Modern dating is a minefield. There are endless sites that claim to find you the perfect match or you can try your luck with Tinder or Bumble and hope you won’t get swiped left. It was much easier in my day when you could rely on introductions from friends or bagging an attractive groomsman at a wedding.
Finding the right corporate partner can be equally challenging. In the rush for new income you can make some poor choices and find that you’ve ended up with a frog instead of the prince. In the UK the restaurant chain Hooters sponsored an under-10s local boys’ football team to foster better community relations and increase its appeal. Hooters is famous for young waitresses in low cut and skimpy clothing, and their logo, the owl is American slang for women’s breasts. The sponsorship featured the Hooters logo on the boys shirts and a PR picture of the bemused looking kids with two of their curvy waitresses.
There was a storm of protest once the deal was announced, and social media users poked fun at the prospect of a touchline suddenly full of interested dads. The Football Association eventually banned the partnership, slamming it as inappropriate and detrimental to the health and welfare of young people.
Both corporate and non-profits need to think carefully about the right choice of partner. What might look a great idea for one side may be a poor fit for the other and be damaging to their reputation or market positioning.
If you’re weighing up new partnerships, you need think about more than just the income or a well-intentioned donation. Consider the following:
Brand and value alignment
Does the partner share similar values to your organisation? Will it reinforce or enhance your brand? Hooters clearly thought it would be beneficial to nurture the next generation of customers for their restaurants, but for the football club it was a poor fit. Matching primary aged boys with a highly sexualised and sexist brand didn’t sit well with the sporting values of inclusion, health and wellbeing. Importantly, even if you think it might be a good idea, consider the consumer perceptions of the brand alignment. When Heart Foundation gave their heart tick of approval to MacDonald’s they may have been applying technical criteria, but they had not considered the consumer perceptions of an association with junk food. It shredded their credibility and cost a lot more in negative publicity than the $300k donation.
Profile and audiences
Does the partnership enhance your relationship with your existing audience or help you access a new target audience? When Beyond Blue partnered with boot manufacturer Steel Blue it was a natural fit. Beyond Blue needed to reach a tough audience of young males who don’t quickly seek support with their mental health. Steel Blue wanted to deepen their connection to their core audience of young tradies and were able to provide mental health awareness and support.
Fit with strategic priorities
Consider whether this partnership advances your organisational goals beyond a financial donation. Does it contribute to knowledge, research or a core program? Would it be clear to your audience how it does that? On my supermarket shelf I once noticed a cause marketing campaign with Diabetes Australia and Energizer batteries. The link between the two wasn’t one that immediately stood out. Apparently, Energizer provides batteries in high tech medical devices, but it took some digging to find that connection. The link to either the corporate or the non-profit’s long term strategic goals wasn’t obvious.
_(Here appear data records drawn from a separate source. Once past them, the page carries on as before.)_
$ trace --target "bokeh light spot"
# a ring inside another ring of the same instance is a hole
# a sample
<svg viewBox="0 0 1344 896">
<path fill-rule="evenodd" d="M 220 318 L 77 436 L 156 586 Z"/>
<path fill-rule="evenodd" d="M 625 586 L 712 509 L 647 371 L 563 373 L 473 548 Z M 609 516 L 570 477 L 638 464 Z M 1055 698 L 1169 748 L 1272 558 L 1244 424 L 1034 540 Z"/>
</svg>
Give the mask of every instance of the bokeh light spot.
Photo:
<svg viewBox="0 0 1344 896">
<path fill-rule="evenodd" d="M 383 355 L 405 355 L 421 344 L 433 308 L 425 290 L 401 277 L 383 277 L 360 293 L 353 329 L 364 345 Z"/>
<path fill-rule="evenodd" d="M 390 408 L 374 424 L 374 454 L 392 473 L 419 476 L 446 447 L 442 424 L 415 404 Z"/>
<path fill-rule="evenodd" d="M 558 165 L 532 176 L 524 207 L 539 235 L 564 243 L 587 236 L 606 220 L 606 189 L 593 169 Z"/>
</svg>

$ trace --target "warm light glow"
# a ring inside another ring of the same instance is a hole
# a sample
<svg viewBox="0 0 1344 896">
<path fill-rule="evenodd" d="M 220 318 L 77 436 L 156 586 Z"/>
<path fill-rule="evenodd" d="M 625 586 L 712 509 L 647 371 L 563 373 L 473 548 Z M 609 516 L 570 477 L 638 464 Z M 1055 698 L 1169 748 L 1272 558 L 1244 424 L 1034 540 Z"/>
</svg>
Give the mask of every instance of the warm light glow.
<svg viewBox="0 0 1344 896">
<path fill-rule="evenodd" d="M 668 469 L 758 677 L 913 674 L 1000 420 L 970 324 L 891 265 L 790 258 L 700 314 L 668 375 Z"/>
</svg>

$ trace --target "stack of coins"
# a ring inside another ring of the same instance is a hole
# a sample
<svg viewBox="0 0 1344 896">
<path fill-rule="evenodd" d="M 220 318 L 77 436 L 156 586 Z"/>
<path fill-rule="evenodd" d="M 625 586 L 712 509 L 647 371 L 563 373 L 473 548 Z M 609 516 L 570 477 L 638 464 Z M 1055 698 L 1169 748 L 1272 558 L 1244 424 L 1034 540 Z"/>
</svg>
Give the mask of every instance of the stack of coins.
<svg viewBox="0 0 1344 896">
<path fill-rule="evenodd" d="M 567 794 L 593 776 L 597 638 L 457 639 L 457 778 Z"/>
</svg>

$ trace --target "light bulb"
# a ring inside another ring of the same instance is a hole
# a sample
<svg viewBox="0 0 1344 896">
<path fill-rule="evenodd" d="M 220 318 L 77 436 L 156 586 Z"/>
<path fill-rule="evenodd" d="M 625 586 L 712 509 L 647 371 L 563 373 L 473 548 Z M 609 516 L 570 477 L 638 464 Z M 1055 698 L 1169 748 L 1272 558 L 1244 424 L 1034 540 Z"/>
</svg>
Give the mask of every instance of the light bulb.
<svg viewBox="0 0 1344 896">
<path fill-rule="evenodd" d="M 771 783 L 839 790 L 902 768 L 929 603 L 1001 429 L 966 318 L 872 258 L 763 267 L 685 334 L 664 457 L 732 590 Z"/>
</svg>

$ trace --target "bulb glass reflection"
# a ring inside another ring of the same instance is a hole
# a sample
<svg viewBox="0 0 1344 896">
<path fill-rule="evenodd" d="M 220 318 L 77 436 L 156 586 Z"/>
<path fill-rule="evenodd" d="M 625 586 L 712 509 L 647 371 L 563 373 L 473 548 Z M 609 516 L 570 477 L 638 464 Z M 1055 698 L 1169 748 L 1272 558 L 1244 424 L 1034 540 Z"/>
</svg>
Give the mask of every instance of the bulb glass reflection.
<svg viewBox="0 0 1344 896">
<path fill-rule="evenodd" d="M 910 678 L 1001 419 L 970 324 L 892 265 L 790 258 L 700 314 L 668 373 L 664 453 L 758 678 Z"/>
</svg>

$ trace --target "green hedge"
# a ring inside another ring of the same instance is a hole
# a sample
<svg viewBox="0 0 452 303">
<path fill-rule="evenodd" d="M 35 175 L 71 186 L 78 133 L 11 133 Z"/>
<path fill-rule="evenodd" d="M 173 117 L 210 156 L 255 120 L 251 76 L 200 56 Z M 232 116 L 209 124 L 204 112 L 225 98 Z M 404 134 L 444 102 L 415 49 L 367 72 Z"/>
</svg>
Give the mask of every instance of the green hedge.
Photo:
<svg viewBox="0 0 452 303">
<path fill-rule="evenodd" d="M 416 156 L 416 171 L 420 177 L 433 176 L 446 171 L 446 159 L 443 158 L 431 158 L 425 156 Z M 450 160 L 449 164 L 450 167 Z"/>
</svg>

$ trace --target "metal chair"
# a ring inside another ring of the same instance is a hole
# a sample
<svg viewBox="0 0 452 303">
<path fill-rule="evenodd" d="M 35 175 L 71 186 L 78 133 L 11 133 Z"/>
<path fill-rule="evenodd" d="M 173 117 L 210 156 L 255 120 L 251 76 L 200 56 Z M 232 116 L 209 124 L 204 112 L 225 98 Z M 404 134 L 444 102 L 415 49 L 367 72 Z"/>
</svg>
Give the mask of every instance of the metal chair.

Partnerships are long term investments of time and resources. Both corporates and non-profits need to weigh up what it will take to make this partnership succeed. Can you leverage your existing staff or budget? What are the deliverables and reporting requirements of each partner and are they realistic? Importantly, can you mitigate the risk of potential conflicts with another key partner? This was a challenge faced by breast cancer charities and their pink ribbon campaigns. When cause marketing was at its peak, plenty of brands wanted to come on board. But that meant plenty of category conflicts and a problem in differentiating between the benefits of a large-scale partnership versus a smaller, local one. Think about potential operational risks and how to mitigate them before you hit send on the contract.
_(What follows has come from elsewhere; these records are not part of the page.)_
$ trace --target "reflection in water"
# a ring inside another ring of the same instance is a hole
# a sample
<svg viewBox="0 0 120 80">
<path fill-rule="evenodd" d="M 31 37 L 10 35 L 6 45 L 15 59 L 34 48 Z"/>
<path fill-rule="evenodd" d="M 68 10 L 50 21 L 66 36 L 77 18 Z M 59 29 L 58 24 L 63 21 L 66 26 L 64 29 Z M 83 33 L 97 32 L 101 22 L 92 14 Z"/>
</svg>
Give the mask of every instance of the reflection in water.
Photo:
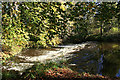
<svg viewBox="0 0 120 80">
<path fill-rule="evenodd" d="M 68 62 L 76 64 L 73 70 L 120 77 L 120 44 L 100 43 L 92 48 L 77 52 Z"/>
</svg>

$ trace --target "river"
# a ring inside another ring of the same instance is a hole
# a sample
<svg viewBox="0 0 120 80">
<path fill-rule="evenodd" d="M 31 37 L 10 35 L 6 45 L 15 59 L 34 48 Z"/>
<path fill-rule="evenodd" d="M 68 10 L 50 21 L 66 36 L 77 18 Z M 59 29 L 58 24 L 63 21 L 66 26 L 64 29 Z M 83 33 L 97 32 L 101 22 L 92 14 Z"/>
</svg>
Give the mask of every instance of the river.
<svg viewBox="0 0 120 80">
<path fill-rule="evenodd" d="M 22 71 L 33 66 L 34 62 L 58 60 L 61 55 L 67 59 L 66 64 L 79 73 L 120 77 L 120 43 L 118 42 L 85 42 L 59 45 L 52 49 L 28 49 L 12 58 L 11 65 L 14 67 L 8 65 L 10 64 L 8 61 L 3 68 Z"/>
</svg>

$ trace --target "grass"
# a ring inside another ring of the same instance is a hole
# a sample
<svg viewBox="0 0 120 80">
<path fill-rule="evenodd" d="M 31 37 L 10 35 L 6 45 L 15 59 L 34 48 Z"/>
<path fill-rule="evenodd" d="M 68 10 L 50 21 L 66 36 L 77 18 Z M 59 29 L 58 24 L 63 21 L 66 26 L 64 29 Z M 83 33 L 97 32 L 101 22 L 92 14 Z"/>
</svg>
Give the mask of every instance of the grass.
<svg viewBox="0 0 120 80">
<path fill-rule="evenodd" d="M 22 75 L 15 71 L 4 71 L 2 80 L 72 80 L 78 78 L 80 80 L 114 80 L 109 77 L 92 75 L 89 73 L 79 74 L 71 70 L 64 64 L 64 61 L 59 63 L 49 62 L 46 64 L 35 64 L 32 68 L 27 69 Z"/>
</svg>

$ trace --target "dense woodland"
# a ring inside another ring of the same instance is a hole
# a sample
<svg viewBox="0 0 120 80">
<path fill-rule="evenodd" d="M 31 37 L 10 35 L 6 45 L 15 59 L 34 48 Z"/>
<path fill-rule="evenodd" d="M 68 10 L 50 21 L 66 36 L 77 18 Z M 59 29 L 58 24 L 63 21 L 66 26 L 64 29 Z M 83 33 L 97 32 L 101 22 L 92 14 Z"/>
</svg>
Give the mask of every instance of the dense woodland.
<svg viewBox="0 0 120 80">
<path fill-rule="evenodd" d="M 2 56 L 26 48 L 120 41 L 119 2 L 2 2 Z"/>
</svg>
Holistic value of the partnership
Some relationships are for a season, and some are stayers for the longer term. Being clear on the overall value of the partnership to your organisation, its goals and the time frame will help you make the choice between the best fit partners. I once negotiated with a large FMCG retailer about a cause marketing campaign. It became clear they only wanted a short-term winter promotion and weren’t interested in a long-term relationship. The phrase “I’ve only got a $50k budget, which disease can we cure for that?” has long stuck in my mind!
There is plenty of opportunity for corporate-community partnerships. Taking time to work through some key criteria will help you sort the best prospects from the potential energy suckers. You can find the handsome prince or princess, but you’ll need to find ways to identify the ones who’ll never be more than a frog.